Coluna | Escritores de Quinta
Ainda não sei se acordei, se estou dormindo, ou se já morri. Duvido do que é, e do que foi, e nessa encruzilhada entre o sim e o não, puxo, do bolso do uniforme, um maço de cigarros. Vem-me à cabeça que quem não fuma, nem deveria viver, ainda mais aqui, neste lugar medonho, cheio de asquerosidade. Fumo. É o que tem para fazer, acender um cigarro atrás do outro, quieta num canto, numa sequência tática de jogo pensado, de quem está pronto para mover a próxima peça.
As criaturas que passam por aqui, confesso, são pessoas que em nada se aproximam de mim, causam-me embrulho no estômago. Eu, em brincadeira mental, distraio-me por horas ao vê-las se desfazerem em fumaça. Primeiro, os cabelos em brasa, uma luz avivando-se ao redor da cara, vermelha, depois os rostos desmoronam, as máscaras caem em frente aos pés. E elas, sem perceberem as alterações, continuam da mesma forma, andando de um lado para outro no pátio, com suas cabeças de fósforo. E aí, a fumaça, muita fumaça, subindo e subindo para se desorganizar lá no alto num nada. Aquelas mulheres são mesmo engraçadas.
Em outro instante, elas voltam ao normal, com as mesmas faces marcadas de antes, e eu retomo o meu dilema. Faço-me viva, de olhos bem abertos, e observo tudo o que acontece na cadeia. Nem pensar em vacilar, qualquer movimento em falso pode estragar os meus planos que maquinei para me safar desta roubada. Preciso escolher entre o grupo da Zilma ou da Célia, ficar em cima do muro pode parecer arrogância, o que arruinaria com tudo. É agora. Preciso encontrar apoio para não mofar aqui, arranjar um celular. Decisão difícil, se me bandear para o lado errado, já era, coloco tudo a perder.
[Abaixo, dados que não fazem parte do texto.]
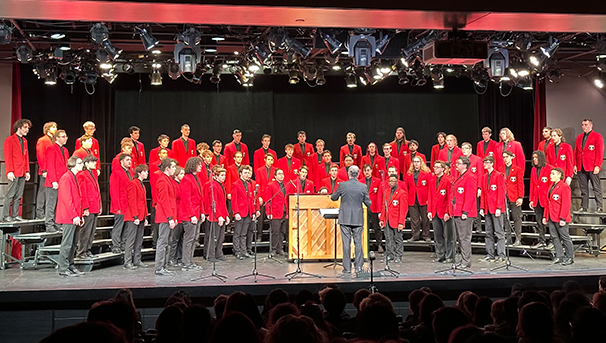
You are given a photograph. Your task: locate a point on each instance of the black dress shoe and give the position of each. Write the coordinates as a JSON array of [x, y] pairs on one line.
[[567, 262]]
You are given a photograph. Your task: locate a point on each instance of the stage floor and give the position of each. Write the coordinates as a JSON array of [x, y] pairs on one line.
[[43, 288]]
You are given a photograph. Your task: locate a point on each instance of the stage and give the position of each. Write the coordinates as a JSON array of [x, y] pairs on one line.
[[44, 289]]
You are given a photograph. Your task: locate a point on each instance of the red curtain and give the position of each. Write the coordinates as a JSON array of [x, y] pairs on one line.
[[540, 112]]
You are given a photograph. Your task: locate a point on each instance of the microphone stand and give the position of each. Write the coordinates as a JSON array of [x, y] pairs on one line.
[[213, 229], [299, 271], [454, 268], [507, 238], [387, 268], [270, 255], [254, 272]]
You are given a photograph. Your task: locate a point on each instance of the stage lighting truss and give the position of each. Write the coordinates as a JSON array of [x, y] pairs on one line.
[[216, 73], [6, 34], [148, 40], [24, 54]]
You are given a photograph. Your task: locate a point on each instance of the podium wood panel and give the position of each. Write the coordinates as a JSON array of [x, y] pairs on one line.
[[317, 234]]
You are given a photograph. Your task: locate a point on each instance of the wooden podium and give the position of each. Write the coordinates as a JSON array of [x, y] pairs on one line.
[[317, 234]]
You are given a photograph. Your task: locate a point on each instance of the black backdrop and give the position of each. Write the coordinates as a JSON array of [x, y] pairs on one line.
[[275, 107]]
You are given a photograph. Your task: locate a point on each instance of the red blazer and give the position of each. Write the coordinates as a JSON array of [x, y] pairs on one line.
[[262, 180], [279, 204], [166, 199], [259, 158], [373, 193], [476, 167], [592, 154], [43, 143], [16, 160], [397, 207], [456, 153], [137, 201], [564, 160], [89, 190], [82, 153], [219, 197], [118, 185], [138, 154], [400, 155], [303, 155], [544, 145], [376, 167], [153, 156], [558, 206], [69, 200], [243, 201], [357, 155], [435, 153], [491, 151], [179, 152], [439, 196], [94, 149], [539, 186], [191, 197], [117, 166], [290, 171], [221, 160], [230, 150], [493, 194], [515, 182], [178, 199], [393, 162], [310, 187], [326, 183], [322, 174], [231, 176], [420, 190], [464, 192], [515, 147], [56, 164]]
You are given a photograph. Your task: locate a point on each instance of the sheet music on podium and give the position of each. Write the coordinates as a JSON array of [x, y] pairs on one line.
[[329, 213]]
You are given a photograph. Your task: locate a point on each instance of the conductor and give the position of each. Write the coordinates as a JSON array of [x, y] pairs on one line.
[[351, 217]]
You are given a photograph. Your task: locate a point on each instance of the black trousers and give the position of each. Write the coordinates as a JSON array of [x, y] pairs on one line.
[[584, 178]]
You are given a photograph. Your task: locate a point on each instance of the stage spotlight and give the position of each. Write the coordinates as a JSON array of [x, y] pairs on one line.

A Zilma se mostra astuta, mas não gosto do jeito como entorta a boca para o lado quando sopra a fumaça. Isso é sinal de falta de caráter, de pessoa inescrupulosa, aquela que fode a parceira por qualquer coisa. Fumaça se joga para cima ou para baixo. A Célia lança a fumaça para frente feito general, mas nem de soslaio fixa nos olhos do interlocutor. É do tipo que esconde o jogo. Isto me intriga, garanto que anda em via de mão dupla.
As duas são o mesmo, tabaco ruim. Mas não tem jeito, preciso entrar no esquema e descolar um celular. Quero ligar para o filho da puta vir no domingo. Aquele lá sim, tem experiência. Acende o cigarro com zippo, traga profundo, com propriedade; depois solta a fumaça em uma imensa nuvem para absorver de forma implacável quem está por perto. Ali ele penetra, sem pressa, no âmago da pessoa, desvenda, devasta, sem piedade.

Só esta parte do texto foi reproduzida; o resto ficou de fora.